Visibly pushdown automata are input-driven pushdown automata that recognize some non-regular context-free languages while preserving the nice closure and decidability properties of finite automata.Visibly pushdown automata with multiple stacks have been considered recently by La Torre, 3-Wheel Rollators Madhusudan, and Parlato, who exploit the concept of visibility further to obtain a rich automata class that can even express properties beyond the class of context-free languages.At the same time, their automata are closed under boolean operations, have a decidable emptiness and inclusion problem, and enjoy a logical characterization in terms of a monadic second-order logic over words with an additional nesting structure.These results require a restricted version of visibly pushdown automata with multiple stacks whose behavior can be split up into a fixed number of phases.
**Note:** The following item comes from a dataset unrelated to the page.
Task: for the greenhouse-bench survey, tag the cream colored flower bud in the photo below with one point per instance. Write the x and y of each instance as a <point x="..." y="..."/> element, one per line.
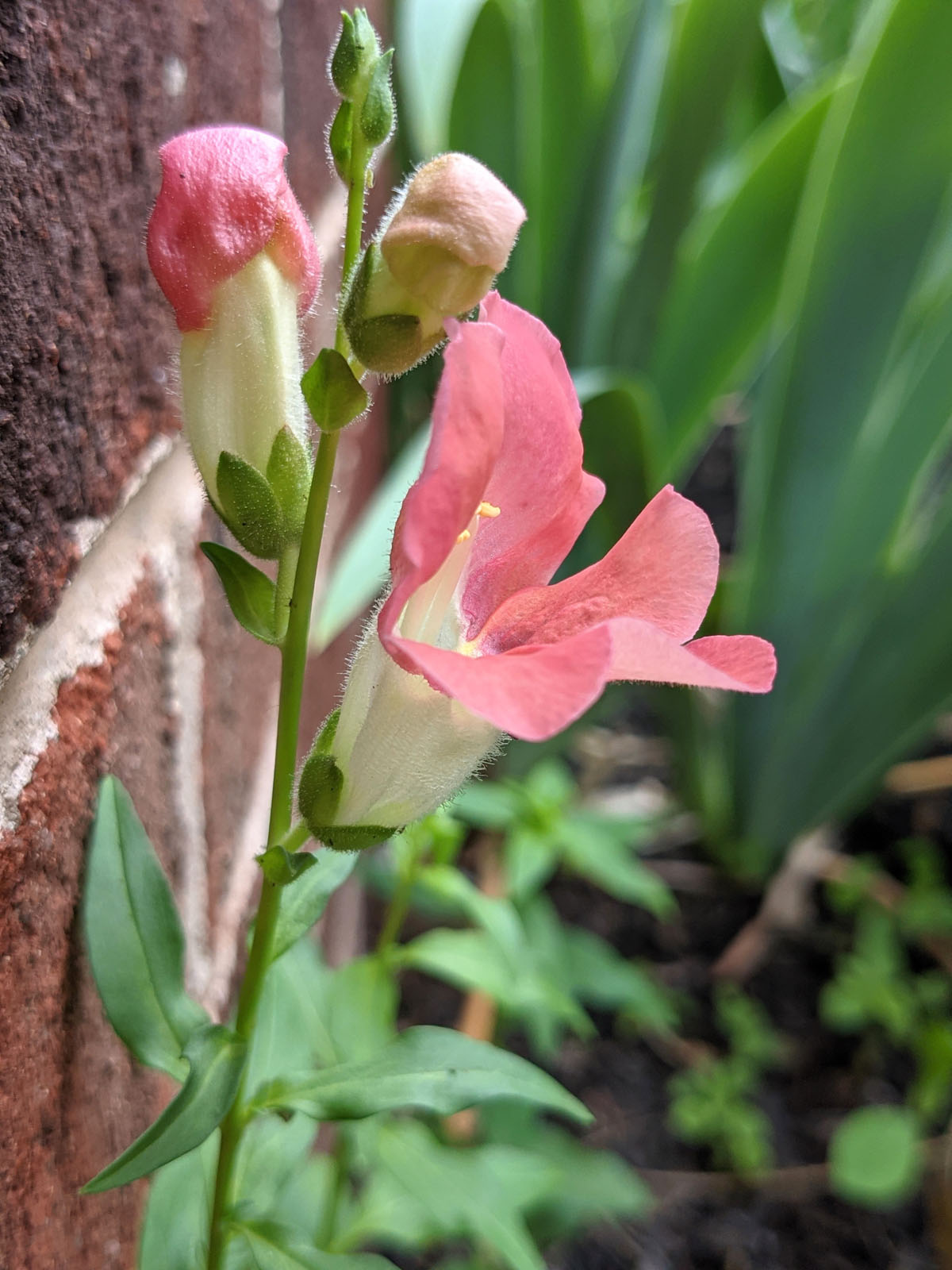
<point x="452" y="234"/>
In this paper, we consider 2-stack visibly pushdown automata (i.e., visibly pushdown automata with two stacks) in their unrestricted form.We show that they are expressively equivalent to the existential fragment of monadic second-order logic.
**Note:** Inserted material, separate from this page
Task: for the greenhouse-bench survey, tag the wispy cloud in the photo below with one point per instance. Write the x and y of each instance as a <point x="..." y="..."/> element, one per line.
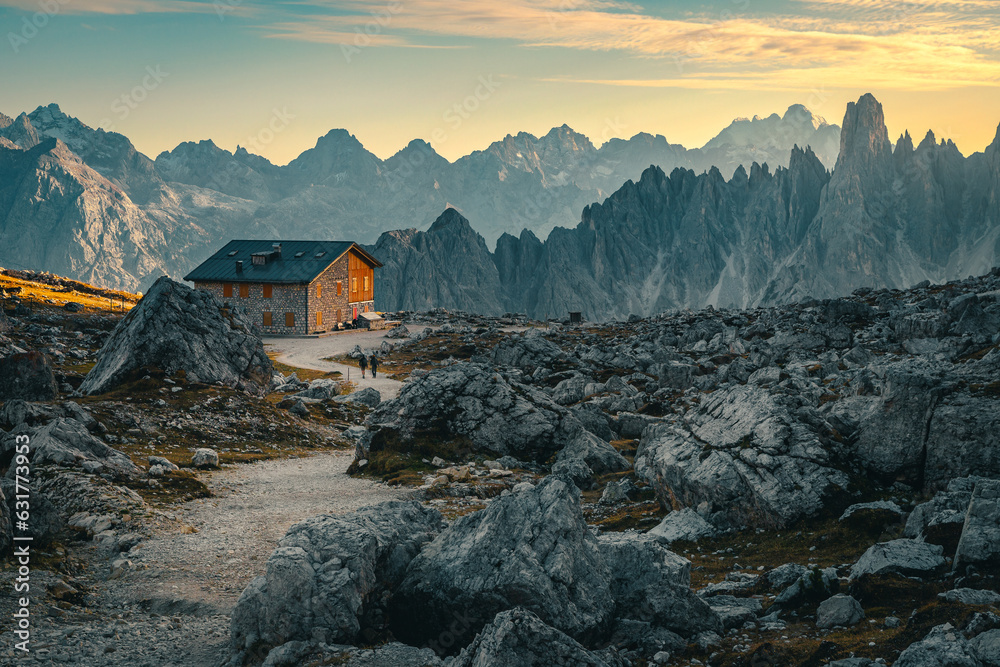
<point x="924" y="43"/>
<point x="117" y="7"/>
Furthermore, it turns out that monadic second-order quantifier alternation forms an infinite hierarchy wrt words with multiple nestings.Combining these results, we conclude that 2-stack visibly pushdown automata are not closed under complementation.Finally, we discuss the expressive power of B"{u}chi 2-stack visibly pushdown automata AEG BP831660KM Electric Single Multifunction Oven running on infinite (nested) words.Extending the logic by an infinity quantifier, we can likewise establish equivalence to existential monadic second-order logic.